Утром, еще до того, как выпить чашку кофе и умыться, я вышла на улицу, чтобы найти следы того, кто напугал ночью Юльку. Под ее окном была разбита клумба, наверняка когда-то утопающая в розах, но теперь на ней росли лишь два чахлых кустика с еще не распустившимися бутонами. Кустики эти недавно поливали, может быть, даже вчера перед нашим приездом, поскольку земля была влажной. И на ней четко отпечатались следы босых ног. Маленьких ног, девичьих или даже детских. Размера тридцать третьего, едва ли больше. Следов было много, будто не один человек здесь топтался, а два или даже три. Но кто это мог быть? Деревенские дети? Неужели местная детвора рискнула прийти к нам ночью, да еще мимо кладбища?
Мои размышления были прерваны появлением Веры и Кирилла.
– Эмилия? Что вы там делаете? – поинтересовалась Вера, увидев меня в розовых кустах.

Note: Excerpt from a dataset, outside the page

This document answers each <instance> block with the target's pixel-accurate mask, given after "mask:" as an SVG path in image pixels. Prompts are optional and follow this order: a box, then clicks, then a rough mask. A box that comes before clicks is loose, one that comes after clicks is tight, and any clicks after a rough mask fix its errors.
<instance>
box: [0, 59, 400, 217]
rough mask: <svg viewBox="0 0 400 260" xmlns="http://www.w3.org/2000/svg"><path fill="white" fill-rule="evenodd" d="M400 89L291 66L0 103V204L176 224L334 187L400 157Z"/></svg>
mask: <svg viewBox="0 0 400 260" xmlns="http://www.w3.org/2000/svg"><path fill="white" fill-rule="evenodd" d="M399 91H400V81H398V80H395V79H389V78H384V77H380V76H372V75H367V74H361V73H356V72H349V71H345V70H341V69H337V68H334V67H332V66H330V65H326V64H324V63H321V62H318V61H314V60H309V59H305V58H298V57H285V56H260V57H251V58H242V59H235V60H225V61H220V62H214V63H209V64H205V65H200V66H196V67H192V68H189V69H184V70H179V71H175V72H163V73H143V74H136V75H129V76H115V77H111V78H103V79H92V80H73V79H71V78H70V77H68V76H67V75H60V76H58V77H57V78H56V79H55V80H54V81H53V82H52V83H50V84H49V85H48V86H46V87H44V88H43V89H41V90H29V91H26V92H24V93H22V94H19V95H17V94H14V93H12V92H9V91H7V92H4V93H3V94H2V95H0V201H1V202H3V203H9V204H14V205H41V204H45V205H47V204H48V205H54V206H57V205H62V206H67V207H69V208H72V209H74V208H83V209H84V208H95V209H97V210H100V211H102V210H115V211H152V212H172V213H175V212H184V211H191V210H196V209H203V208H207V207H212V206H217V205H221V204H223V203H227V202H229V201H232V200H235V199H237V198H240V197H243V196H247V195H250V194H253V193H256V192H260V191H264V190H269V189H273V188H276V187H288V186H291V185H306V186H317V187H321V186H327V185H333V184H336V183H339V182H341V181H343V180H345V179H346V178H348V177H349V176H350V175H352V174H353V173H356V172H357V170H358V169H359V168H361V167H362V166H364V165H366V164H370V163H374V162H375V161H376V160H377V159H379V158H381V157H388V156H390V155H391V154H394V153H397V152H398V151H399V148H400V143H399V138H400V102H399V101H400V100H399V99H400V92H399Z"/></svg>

– Кто-то ночью заглядывал к нам в окна, – честно призналась я.
Вера строго взглянула на сына, и прежде, чем тот что-то сказал, я уже поняла смысл ее взгляда.
– Я предупреждал, – виновато развел руками тот.
– Кто это был? – я подошла ближе, внимательно вглядываясь в их лица.
Мать и сын снова переглянулись, а затем Вера легонько подтолкнула Кирилла к дому.
– Отнеси сумки на кухню.
Только сейчас я увидела, что в руках Кирилл держит два объемных пакета, из которых торчат пучки зеленого лука и ботва редиски. Надо будет обязательно отдать за овощи деньги, едва ли у Веры их так много, чтобы кормить двух взрослых девиц даром. Но сейчас меня интересовала не редиска, а таинственные следы, и я намеревалась выяснить, что все это значит. Вера знает, я видела это по ее глазам. Да и Кирилла она отправила в дом не просто так.
– Вера? – позвала ее я, когда Кирилл уже поднялся на порог, а женщина не торопилась начать разговор.
После моего оклика она повернулась ко мне, и во взгляде ее я разглядела нечто необычное: мягкая до этого женщина, смотревшая на меня с почти материнской теплотой, вдруг стала серьезной, даже строгой, будто я была провинившейся школьницей, а она – моей учительницей.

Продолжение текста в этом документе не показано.